Apple vs Microsoft vs Google
Apple Inc. (NASDAQ:AAPL) paid higher interest rates on a record $17 billion bond sale than rival Microsoft Corporation (NASDAQ:MSFT). Apple’s debt to equity ratio is 12.5%, significantly lower than the 18.5% of Microsoft, which has $16.9 billion of bonds outstanding, and the highest Aaa credit rating from Moody’s and an equivalent AAA at Standard & Poor’s.
Moody’s and S&P ranked Apple a level lower at Aa1 and AA+, respectively. According to Fitch, the rating tier is inconsistent with Apple Inc. (NASDAQ:AAPL)’s credit risk, and stated that the company’s significant liquidity cushion was offset by the threat of volatile consumer preferences, significant competition, and rapid technology changes. Besides, Microsoft Corporation (NASDAQ:MSFT) is operating in the same “hostile” environment, but did not lose its perfect rating.
Fitch hasn’t released a public grade for Apple. It said such a ranking would be likely to fall “at the highest end” of the single-A tier, at least three levels below the AA+ grade of Microsoft. From a bondholder’s perspective, Microsoft Corporation (NASDAQ:MSFT) and Apple Inc. (NASDAQ:AAPL) are virtually equal, except that Microsoft has a larger installed base and better channels for recurring revenue.

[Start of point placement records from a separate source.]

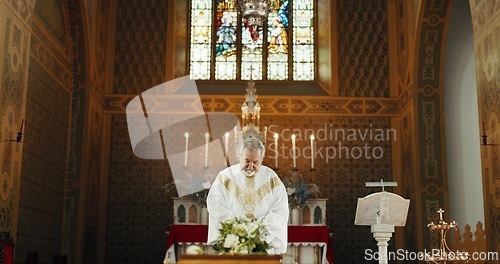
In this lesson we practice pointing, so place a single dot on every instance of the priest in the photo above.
(252, 190)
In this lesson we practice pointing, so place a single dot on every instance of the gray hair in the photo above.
(252, 144)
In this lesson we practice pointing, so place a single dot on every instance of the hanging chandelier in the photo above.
(254, 11)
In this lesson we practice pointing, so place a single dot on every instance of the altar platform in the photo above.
(306, 243)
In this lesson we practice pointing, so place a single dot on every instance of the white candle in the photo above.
(186, 135)
(207, 136)
(226, 142)
(235, 137)
(265, 135)
(312, 151)
(276, 150)
(293, 150)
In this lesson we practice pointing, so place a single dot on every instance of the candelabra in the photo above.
(444, 254)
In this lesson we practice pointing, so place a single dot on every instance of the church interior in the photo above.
(404, 91)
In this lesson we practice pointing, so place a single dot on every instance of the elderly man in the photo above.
(252, 190)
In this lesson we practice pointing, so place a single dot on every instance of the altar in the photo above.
(306, 243)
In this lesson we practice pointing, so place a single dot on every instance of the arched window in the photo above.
(222, 47)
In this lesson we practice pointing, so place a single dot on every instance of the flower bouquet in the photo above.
(241, 235)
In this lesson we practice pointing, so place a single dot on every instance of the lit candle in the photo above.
(276, 150)
(293, 150)
(235, 137)
(265, 135)
(226, 142)
(312, 151)
(186, 135)
(207, 136)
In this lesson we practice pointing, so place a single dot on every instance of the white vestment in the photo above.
(263, 195)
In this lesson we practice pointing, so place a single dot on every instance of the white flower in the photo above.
(194, 250)
(242, 236)
(207, 185)
(251, 228)
(231, 241)
(242, 249)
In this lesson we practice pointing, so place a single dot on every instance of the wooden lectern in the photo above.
(382, 211)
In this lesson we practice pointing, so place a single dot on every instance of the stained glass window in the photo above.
(223, 47)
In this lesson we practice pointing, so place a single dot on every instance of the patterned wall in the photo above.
(139, 210)
(363, 48)
(430, 177)
(15, 34)
(44, 159)
(140, 26)
(486, 26)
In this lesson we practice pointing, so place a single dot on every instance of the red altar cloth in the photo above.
(199, 234)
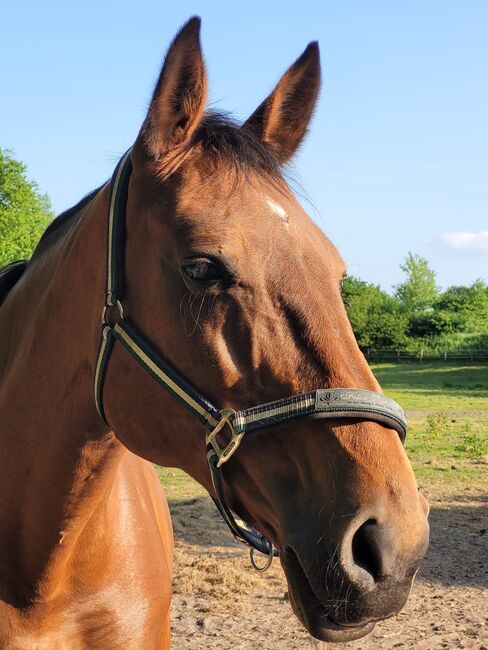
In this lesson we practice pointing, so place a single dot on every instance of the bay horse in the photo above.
(239, 291)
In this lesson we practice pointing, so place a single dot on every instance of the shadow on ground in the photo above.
(457, 554)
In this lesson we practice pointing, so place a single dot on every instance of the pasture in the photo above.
(221, 602)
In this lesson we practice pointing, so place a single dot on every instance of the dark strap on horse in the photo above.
(332, 403)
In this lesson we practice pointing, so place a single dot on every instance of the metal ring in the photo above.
(266, 565)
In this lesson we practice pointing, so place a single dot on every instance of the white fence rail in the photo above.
(479, 356)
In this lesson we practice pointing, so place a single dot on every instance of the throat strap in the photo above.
(225, 427)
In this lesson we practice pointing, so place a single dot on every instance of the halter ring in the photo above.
(266, 565)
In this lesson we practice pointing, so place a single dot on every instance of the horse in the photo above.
(238, 292)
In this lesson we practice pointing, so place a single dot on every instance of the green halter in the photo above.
(332, 403)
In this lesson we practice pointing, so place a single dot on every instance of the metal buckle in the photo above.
(107, 306)
(223, 455)
(267, 564)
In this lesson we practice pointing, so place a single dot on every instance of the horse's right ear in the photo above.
(179, 97)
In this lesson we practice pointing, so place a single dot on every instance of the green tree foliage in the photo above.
(376, 318)
(24, 211)
(418, 316)
(419, 291)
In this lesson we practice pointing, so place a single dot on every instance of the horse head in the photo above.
(240, 290)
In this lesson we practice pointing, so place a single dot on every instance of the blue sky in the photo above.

Google Inc (NASDAQ:GOOG) typically avoided debt offerings. The company sold $3 billion worth of bonds for the first time in 2011. One can only assume that, under the current market conditions, the chances that Google Inc (NASDAQ:GOOG) will issue bonds are relatively high.
The foolish bottom line
The environment where Apple operates, including the current U.S. tax laws, encourage corporate America to keep money abroad, for obvious reasons. Companies such as Apple Inc. (NASDAQ:AAPL), Google Inc (NASDAQ:GOOG), and Microsoft Corporation (NASDAQ:MSFT) will continue to juggle in any way, shape, or legal form to avoid high U.S. marginal income taxes. Despite the fact that Apple is a technology company subject to trends and fast changing consumer preferences, Apple Inc. (NASDAQ:AAPL) should have no problem paying coupons to bondholders, rather than pay a fat check to the IRS. I truly believe that the folks in Washington should be more proactive to adjust U.S. tax laws to meet the 21st century new reality. All that said, the single most impressive fact about the whole story is that Apple Inc. (NASDAQ:AAPL) still expects its cash on hand to grow.